The European Banking Authority (EBA), European Securities & Markets Authority (ESMA) and European Insurance & Occupational Pensions Authority (EIOPA) jointly published what they describe as a thematic repository on financial education and digitalisation initiatives of member state authorities this week.
The publication is focused on initiatives in the increasingly hot topic fields of cybersecurity, scams and fraud. It is the first time that the three EU supervisory authorities (ESAs) have combined to publish such a compendium, which contains 127 national initiatives across the banking, investment, insurance and pensions sectors.
The database, which will be used to prepare a joint-ESAs report on financial education later this year, is published a couple of weeks after the European Commission and OECD International Network on Financial Education (OECD-INFE) released a joint ‘financial competence framework for adults’ to boost individuals’ financial skills. Launching the framework, Europe’s financial services commissioner Mairead McGuinness described levels of financial literacy in the EU as “regrettably low” and “disproportionately impacting the most vulnerable”.
The new framework – as well as a similar joint-framework for young people, on which work will start this year for completion in 2023 – evolves existing OECD-INFE frameworks, adjusting them to the EU context, and integrating digital and sustainable finance skills.
European financial literacy initiatives
Some financial literacy campaigns in the three ESAs’ report have been running for many years. For example, the ‘Finanzas Para Todos’ (‘finance for all’) website in Spain, a joint-initiative between Banco de España and the National Securities Market Commission, has existed since 2008; and the same two authorities have organised a ‘financial education day’ every year since 2015 in October.
Newer initiatives in the report include a 10-episode podcast series in France about banking, savings, investments and fraud organised by authorities including the Autorité des Marchés Financiers (AMF) and ACPR (Prudential Supervision and Resolution Authority).
Further initiatives mentioned include Belgium’s Financial Services and Markets Authority (FSMA)’s development of an online test, launched last June, in order to determine, based on nine questions, potential fraud; a joint-initiative involving two government ministries and other bodies to design a national strategy in Cyprus; and online seminars for elderly citizens part-organised by Germany’s Federal Financial Supervisory Authority (BaFin).
In addition to the three ESAs’ report, an EBA-only ‘repository’ covering (over 217 pages) more than 200 initiatives in relation to mortgage credit, consumer credit, deposits, payment accounts, payment services and e-money (and covering all financial education topics related to banking, not just scams and fraud) has also been published. This is an updated version of a document first published in 2020.
In 2017, a group of nine European organisations and associations, including the European Banking Federation (EBF), launched the ‘European Platform for Financial Education’ partly to encourage EU-level leadership in the field.

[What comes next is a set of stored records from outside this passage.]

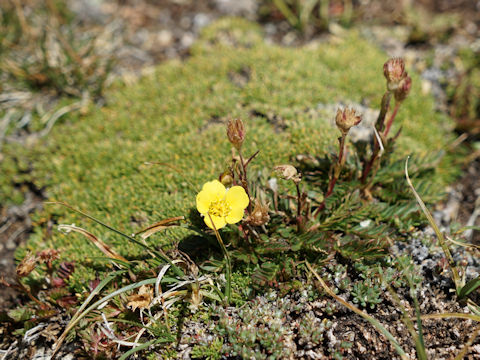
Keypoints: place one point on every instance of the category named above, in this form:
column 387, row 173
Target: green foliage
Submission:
column 209, row 351
column 261, row 330
column 168, row 117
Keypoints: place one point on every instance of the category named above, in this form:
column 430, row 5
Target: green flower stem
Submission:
column 390, row 121
column 337, row 168
column 244, row 180
column 228, row 271
column 299, row 208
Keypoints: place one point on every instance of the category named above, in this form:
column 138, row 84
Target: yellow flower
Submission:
column 224, row 206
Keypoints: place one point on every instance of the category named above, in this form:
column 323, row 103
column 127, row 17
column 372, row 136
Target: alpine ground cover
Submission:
column 177, row 116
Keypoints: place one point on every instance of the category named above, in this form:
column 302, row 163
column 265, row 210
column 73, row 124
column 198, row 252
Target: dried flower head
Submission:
column 27, row 265
column 288, row 172
column 142, row 299
column 236, row 132
column 346, row 119
column 259, row 214
column 226, row 178
column 47, row 256
column 394, row 71
column 403, row 89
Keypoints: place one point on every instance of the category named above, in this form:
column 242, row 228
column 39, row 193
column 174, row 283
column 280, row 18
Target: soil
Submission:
column 153, row 31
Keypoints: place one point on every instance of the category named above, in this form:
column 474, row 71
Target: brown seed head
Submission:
column 47, row 256
column 236, row 132
column 226, row 178
column 346, row 119
column 394, row 71
column 27, row 265
column 287, row 172
column 259, row 214
column 403, row 89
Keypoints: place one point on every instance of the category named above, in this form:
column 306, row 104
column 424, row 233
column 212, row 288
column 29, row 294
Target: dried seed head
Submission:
column 287, row 172
column 226, row 178
column 259, row 214
column 47, row 256
column 403, row 89
column 346, row 119
column 142, row 299
column 27, row 265
column 394, row 71
column 236, row 132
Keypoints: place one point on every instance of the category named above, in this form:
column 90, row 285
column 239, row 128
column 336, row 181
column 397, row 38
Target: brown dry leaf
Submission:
column 158, row 226
column 142, row 299
column 27, row 265
column 107, row 250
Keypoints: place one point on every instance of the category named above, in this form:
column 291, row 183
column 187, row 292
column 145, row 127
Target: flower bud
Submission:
column 236, row 132
column 394, row 71
column 403, row 89
column 259, row 215
column 226, row 178
column 346, row 119
column 287, row 172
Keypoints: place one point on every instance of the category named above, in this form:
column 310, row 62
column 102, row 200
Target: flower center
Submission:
column 219, row 208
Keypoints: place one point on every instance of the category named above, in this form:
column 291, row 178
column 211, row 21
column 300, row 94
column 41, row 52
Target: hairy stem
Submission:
column 299, row 208
column 228, row 271
column 337, row 167
column 392, row 118
column 244, row 180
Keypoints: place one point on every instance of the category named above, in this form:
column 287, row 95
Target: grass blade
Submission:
column 157, row 253
column 440, row 237
column 376, row 324
column 74, row 320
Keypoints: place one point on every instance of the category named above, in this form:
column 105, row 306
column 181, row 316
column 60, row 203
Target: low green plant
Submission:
column 282, row 219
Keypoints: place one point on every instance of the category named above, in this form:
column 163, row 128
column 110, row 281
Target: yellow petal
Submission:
column 214, row 189
column 235, row 215
column 218, row 221
column 203, row 202
column 237, row 198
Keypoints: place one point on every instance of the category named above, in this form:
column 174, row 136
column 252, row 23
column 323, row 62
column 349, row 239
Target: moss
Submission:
column 95, row 162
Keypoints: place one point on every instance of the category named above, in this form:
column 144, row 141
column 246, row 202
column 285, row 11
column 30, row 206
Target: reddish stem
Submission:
column 336, row 172
column 244, row 181
column 390, row 121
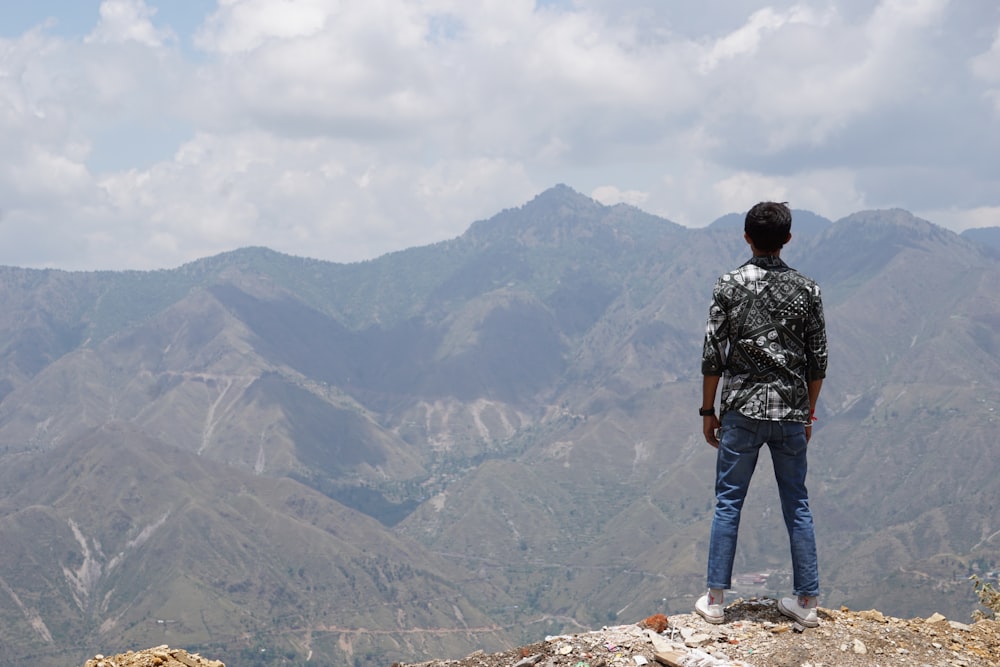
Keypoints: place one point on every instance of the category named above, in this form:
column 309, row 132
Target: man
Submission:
column 766, row 339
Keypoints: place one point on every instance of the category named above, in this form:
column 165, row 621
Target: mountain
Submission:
column 987, row 236
column 472, row 444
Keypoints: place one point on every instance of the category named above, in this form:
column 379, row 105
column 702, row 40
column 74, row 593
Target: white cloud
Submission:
column 343, row 130
column 128, row 20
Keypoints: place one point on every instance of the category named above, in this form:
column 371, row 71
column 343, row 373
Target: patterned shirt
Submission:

The EBF has also produced a ‘Financial Literacy Playbook for Europe’.
Improving EU cyber-risk co-ordination
Separately, the three ESAs last week welcomed a recent recommendation by the European Systematic Risk Board (ESRB) on cyber-risk.

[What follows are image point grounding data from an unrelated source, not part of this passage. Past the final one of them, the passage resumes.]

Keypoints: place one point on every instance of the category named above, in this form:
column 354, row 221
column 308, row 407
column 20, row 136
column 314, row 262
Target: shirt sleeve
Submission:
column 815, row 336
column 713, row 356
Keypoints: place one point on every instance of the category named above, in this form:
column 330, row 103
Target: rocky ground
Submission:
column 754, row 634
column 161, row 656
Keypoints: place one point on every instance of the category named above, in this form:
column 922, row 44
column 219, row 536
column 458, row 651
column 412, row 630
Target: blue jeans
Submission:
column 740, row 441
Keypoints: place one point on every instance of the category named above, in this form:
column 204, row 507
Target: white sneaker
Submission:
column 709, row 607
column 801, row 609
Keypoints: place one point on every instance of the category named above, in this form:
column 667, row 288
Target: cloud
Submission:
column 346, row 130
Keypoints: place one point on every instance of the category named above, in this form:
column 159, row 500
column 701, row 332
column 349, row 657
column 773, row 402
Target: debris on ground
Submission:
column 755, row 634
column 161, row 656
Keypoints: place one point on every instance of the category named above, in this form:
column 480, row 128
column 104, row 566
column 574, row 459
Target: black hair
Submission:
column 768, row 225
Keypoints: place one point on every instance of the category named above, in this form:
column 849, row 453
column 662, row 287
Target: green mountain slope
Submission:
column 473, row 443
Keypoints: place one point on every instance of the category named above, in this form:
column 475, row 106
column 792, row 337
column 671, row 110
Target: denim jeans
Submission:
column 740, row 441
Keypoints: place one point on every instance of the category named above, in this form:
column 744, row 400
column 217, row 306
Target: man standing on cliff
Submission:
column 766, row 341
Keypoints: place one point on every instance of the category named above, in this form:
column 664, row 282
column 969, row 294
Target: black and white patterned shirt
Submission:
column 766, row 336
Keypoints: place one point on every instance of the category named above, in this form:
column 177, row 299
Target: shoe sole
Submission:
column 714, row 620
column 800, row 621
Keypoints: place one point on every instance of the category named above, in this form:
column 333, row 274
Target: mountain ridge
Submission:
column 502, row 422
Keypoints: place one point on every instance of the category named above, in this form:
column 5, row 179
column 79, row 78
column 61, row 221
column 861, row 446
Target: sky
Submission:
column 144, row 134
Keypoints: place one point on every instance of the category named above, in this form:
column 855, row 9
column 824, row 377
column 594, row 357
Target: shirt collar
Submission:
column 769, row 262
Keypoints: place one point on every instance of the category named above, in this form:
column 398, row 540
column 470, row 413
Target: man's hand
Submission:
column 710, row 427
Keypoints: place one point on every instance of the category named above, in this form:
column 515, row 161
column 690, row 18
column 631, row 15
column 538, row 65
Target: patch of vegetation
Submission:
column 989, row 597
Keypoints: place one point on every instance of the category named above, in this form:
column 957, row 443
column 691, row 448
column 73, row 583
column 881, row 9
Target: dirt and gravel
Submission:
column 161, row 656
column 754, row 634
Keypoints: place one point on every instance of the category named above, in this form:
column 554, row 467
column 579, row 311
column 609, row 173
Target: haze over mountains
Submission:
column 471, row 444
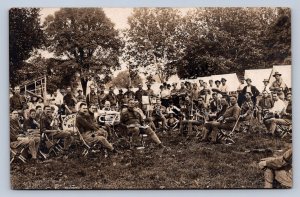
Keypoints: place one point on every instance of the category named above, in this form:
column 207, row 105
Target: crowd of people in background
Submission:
column 209, row 105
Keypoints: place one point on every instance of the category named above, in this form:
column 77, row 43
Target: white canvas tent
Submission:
column 232, row 80
column 286, row 74
column 257, row 76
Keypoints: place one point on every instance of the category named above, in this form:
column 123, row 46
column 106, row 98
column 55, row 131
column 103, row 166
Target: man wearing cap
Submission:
column 92, row 98
column 70, row 100
column 133, row 121
column 215, row 104
column 224, row 87
column 165, row 95
column 264, row 104
column 149, row 91
column 195, row 92
column 89, row 130
column 17, row 101
column 139, row 95
column 278, row 85
column 285, row 119
column 250, row 88
column 101, row 95
column 80, row 97
column 278, row 168
column 266, row 86
column 17, row 138
column 205, row 93
column 129, row 92
column 111, row 97
column 226, row 121
column 247, row 110
column 158, row 113
column 120, row 98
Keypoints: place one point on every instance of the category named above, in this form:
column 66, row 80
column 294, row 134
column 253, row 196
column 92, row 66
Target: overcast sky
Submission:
column 117, row 15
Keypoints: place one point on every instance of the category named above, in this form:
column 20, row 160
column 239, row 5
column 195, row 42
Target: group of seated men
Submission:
column 212, row 103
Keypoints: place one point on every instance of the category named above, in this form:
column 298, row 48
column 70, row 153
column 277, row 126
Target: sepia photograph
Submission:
column 150, row 98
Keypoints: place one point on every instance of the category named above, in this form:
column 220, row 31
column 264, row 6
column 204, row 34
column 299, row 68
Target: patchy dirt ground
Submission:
column 186, row 164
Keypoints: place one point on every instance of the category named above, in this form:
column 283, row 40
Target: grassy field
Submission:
column 187, row 164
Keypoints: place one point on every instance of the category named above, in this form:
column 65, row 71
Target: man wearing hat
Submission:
column 149, row 91
column 80, row 97
column 92, row 98
column 120, row 97
column 278, row 86
column 165, row 95
column 250, row 88
column 266, row 86
column 224, row 87
column 226, row 121
column 129, row 93
column 111, row 97
column 139, row 95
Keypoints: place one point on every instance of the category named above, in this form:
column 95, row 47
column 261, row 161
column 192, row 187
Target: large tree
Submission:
column 123, row 80
column 25, row 35
column 85, row 36
column 277, row 39
column 224, row 40
column 152, row 44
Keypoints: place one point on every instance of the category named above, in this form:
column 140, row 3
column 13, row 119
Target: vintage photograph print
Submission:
column 150, row 98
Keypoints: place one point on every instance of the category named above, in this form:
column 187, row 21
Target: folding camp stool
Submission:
column 284, row 130
column 17, row 153
column 54, row 145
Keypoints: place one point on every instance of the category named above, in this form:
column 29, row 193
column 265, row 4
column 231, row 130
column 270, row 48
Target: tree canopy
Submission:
column 222, row 40
column 152, row 43
column 25, row 35
column 86, row 36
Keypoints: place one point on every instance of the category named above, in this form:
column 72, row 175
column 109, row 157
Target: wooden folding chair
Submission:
column 17, row 153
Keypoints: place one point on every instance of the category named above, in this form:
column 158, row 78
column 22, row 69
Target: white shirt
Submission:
column 165, row 93
column 279, row 107
column 224, row 88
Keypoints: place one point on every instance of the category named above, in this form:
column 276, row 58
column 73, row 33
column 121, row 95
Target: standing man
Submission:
column 70, row 101
column 266, row 86
column 139, row 94
column 120, row 98
column 17, row 101
column 264, row 104
column 89, row 130
column 250, row 88
column 80, row 97
column 111, row 97
column 278, row 86
column 17, row 137
column 133, row 120
column 227, row 121
column 92, row 98
column 47, row 127
column 224, row 87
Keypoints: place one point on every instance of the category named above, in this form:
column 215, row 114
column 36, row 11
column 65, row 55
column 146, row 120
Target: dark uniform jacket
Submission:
column 92, row 99
column 265, row 103
column 15, row 129
column 85, row 123
column 139, row 94
column 17, row 102
column 69, row 100
column 111, row 97
column 129, row 116
column 232, row 113
column 254, row 91
column 29, row 124
column 45, row 123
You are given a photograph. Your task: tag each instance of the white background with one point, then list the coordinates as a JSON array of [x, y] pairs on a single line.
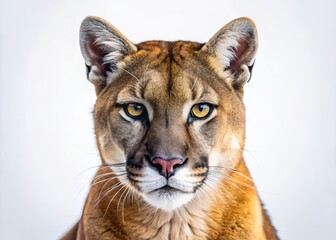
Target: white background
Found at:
[[46, 129]]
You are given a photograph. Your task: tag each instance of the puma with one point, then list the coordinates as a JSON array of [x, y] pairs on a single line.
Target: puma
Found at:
[[170, 128]]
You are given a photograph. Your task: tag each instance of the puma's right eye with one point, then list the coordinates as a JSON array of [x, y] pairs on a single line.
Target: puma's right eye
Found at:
[[134, 110], [201, 110]]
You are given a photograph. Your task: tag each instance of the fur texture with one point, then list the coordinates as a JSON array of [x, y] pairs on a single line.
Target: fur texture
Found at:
[[209, 193]]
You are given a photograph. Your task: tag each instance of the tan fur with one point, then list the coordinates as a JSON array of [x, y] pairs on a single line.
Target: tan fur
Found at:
[[168, 78]]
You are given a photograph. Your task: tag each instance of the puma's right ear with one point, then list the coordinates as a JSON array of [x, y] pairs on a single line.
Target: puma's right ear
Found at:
[[103, 48], [232, 49]]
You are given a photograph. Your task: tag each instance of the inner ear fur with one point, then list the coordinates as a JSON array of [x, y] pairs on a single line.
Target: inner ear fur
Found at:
[[233, 49], [104, 49]]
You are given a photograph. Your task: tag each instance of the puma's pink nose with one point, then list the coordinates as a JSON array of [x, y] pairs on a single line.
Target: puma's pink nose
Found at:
[[166, 166]]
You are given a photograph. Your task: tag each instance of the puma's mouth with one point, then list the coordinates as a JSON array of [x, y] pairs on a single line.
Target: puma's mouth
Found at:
[[166, 191]]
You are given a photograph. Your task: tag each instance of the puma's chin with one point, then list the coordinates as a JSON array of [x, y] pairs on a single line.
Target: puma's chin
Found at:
[[168, 199]]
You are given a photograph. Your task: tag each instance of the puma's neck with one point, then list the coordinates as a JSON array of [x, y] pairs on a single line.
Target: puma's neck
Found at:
[[226, 211]]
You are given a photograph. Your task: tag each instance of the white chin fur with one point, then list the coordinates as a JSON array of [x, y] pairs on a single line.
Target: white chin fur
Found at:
[[167, 201]]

On 2 December 2021 the ESRB, which is hosted by the European Central Bank (ECB) in Frankfurt, recommended a pan-European systemic cyber incident co-ordination framework for relevant authorities (‘EU-SCICF’).
Such a framework endorses the potential co-ordination roles of the ESAs as envisaged in the Commission’s high-profile proposed Digital Operational Resilience Act (DORA).
The overall aim of the proposed EU-SCICF is to support an effective and co-ordinated response at EU-level in the event of a cross-border cyber incident that could have a systemic impact on the 27-member bloc’s financial sector.
The ESRB recommendation proposes that the ESAs, in consultation with the ESRB and ECB, assess and analyse current impediments, legal and other operational barriers for the effective development of an EU-SCICF.